Bouncing
back
I
believe resilience is vital to wellbeing and have been really interested in
this for a long time so thought I'd share some thoughts today.
Andrew Fuller (http://www.andrewfuller.com.au)
describes resilience as the “happy knack of
being able to bungy
jump through the pitfalls of life.” I quite like this description for a number
of reasons, and not only because I enjoy Andrew Fuller’s work. Three key
phrases from this statement are:
Happy knack- implies a positive sense of self
efficacy, a can-do-ness vibe (I know that isn’t a real word but I think it
should be)
Bungy jump- is about bouncing back but I think we are often changed in some
way as we know experience changes brain circuitry
Pitfalls of life- without the ups and
downs of life we would be flatlined (a.k.a. dead) so highs and lows are not always
a bad thing, they can help us to grow and learn and keep life interesting
Resilience
is not something that can be given to people, it can't be taught per se, there
isn't a one size fits all and it is not a constant. Our resilience levels
shift and change depending on our experience, circumstances, our own health and
the events happening around us at a given time.
Resilience
to me is about having tools or options for when times are tough or things go
wrong.
If
we see resilience as a bit of a toolbox or kete (basket) then the greater
variety of tools we have access to then we are better able to be resilient. As
an example, my father passed away four years ago, through the grief process I have
realised there were times when I would naturally go to dad for support, he was
part of my toolbox, and now that he wasn't there I had to find other ways to
help myself bounce back.
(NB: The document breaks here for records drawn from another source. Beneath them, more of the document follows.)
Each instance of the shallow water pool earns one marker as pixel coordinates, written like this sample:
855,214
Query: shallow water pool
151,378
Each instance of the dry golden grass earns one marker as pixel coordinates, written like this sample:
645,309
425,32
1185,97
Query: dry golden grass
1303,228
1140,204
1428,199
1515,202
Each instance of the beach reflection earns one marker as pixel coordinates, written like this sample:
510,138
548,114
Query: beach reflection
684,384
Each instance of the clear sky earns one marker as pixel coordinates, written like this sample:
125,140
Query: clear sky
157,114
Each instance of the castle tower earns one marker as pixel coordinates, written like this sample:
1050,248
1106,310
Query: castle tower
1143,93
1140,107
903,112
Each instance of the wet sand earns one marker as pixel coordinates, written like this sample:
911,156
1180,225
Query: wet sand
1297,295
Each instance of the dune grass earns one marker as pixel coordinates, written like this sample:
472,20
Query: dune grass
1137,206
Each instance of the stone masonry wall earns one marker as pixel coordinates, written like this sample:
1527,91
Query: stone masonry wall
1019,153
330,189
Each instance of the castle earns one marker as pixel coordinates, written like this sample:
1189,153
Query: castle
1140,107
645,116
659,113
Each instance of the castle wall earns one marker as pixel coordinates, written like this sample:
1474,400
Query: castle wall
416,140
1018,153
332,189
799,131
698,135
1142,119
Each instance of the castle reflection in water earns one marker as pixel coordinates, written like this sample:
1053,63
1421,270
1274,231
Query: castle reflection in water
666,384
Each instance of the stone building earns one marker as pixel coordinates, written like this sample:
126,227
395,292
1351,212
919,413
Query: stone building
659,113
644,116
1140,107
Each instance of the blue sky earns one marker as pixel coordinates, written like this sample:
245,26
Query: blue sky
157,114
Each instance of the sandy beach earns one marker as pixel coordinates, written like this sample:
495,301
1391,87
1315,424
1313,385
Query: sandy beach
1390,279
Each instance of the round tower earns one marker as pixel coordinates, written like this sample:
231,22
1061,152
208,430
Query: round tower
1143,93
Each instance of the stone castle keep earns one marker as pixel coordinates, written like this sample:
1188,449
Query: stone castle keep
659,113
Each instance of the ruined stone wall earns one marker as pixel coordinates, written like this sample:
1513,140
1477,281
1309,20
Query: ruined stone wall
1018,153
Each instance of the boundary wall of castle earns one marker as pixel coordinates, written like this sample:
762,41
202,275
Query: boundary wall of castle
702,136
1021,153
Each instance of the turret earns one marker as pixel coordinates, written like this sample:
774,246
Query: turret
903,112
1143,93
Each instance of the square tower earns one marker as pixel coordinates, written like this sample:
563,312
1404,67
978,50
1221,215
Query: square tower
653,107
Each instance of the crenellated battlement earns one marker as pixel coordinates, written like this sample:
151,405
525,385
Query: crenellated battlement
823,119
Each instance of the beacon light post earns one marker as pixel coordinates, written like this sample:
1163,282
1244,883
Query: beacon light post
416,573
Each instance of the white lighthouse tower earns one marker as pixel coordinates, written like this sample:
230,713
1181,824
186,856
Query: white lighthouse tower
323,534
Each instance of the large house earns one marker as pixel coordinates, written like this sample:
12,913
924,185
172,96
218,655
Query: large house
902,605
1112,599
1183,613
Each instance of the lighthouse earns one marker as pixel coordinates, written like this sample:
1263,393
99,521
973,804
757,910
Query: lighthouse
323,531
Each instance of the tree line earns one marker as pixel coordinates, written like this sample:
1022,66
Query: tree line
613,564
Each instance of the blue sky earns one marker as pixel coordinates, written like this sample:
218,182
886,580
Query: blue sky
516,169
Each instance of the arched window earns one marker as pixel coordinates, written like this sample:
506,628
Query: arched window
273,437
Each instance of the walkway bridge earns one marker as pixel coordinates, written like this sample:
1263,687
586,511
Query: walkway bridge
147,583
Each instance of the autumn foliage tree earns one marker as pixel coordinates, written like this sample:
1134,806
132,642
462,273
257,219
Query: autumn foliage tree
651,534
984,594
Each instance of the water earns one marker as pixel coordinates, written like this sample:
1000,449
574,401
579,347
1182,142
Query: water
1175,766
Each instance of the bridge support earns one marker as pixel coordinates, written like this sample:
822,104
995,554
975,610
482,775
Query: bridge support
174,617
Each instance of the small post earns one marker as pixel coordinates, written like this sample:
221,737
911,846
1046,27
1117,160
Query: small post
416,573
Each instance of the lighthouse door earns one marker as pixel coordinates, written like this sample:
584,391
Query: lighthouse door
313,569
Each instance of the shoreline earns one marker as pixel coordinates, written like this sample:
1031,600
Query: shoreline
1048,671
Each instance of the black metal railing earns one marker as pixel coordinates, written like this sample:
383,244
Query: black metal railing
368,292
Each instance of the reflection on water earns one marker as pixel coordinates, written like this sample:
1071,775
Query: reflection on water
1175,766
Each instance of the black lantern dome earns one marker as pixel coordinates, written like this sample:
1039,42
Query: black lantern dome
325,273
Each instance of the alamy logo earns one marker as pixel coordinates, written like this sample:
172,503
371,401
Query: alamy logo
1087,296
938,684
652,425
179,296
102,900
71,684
This impacted on my sense of resilience as I needed to
develop new strategies at the same time as coping with a major loss.
The
pitfalls of life are not always something to be avoided. In fact through
adversity our sense of resiliency can sometimes be strengthened, if we get through a
tough time we may be able to breed a stronger sense of can-do-ness, an “I can
cope” mentality.
A
little aside about pitfalls is that what my 40+ years worth of experience calls
adversity will be different to my 3 year old’s perspective and it will also be
different to my 40+ year old friends and colleagues as well. So, as a teacher,
if I have a 5 year old who has lost a pencil and is upset I need to acknowledge
that I don’t know what his/her experience of loss is. We now have an
opportunity to help him/her identify or develop tools so in future s/he may be
better prepared to cope with a similar loss.
Also
the tools that work for me may well be different to those that work for someone
else and tools used in the past may not work as well for future adversity or
alternatively may provide a platform to build from depending on the
circumstance. As I said earlier, it is not a one-size-fits-all thing.
So
what does your toolbox look like?
If
we were a builder we wouldn’t turn up to a job with only a hammer, we would
have a range of tools available, just in case. Like the builder I think that we
need to have a range of tools to help us in times of stress and it is best that
the majority of these tools are packed before we are faced with a serious
situation so pretending/role play, rehearsing, discussing what ifs, reading
about things and establishing positive healthy habits may all help. There is
also the role of prior experience e.g. having changed roles in the past I am
more aware of the impact of this sort of significant change and am better able
to cope this time round.
We
know that the brain works better when stress is handled well, our can-do-ness
will come in to play when we are able to access our brain’s higher functions
(see my previous post re brain and stress) so
it makes sense that those things that help to open the doors could be good
tools for a starter:
- · Balanced diet – think about fresh fruit and veg and minimising takeaways and sweet treats
- · Exercise and stretching
- · Adequate sleep
- · Love/kindness
- · Positive relationships
- · Sense of belonging/connectedness
- · Sense of purpose
- · Doing something to help someone else
- · Ensuring you are hydrated (water is best by the way!)
- · Breathing
- · Practicing gratitude
- · Time out
- · Positive self talk/affirmations
- · Connecting with nature
- · The things that you do that fill your soul…
What other items would you add to this list?
Please
note: I believe those tools that are used regularly are more likely to be those
that we use when we need them, so the more we practice every day the
better prepared we are for those tough times.
Just as a little parting thought as I know I have talked a lot about us as individuals in this post... if our default attitude with others is one of kindness then I believe we have the power to potentially have a positive impact on someone's resiliency, especially if they are in one of those pitfalls. Stay aware because we never know who we might be influencing.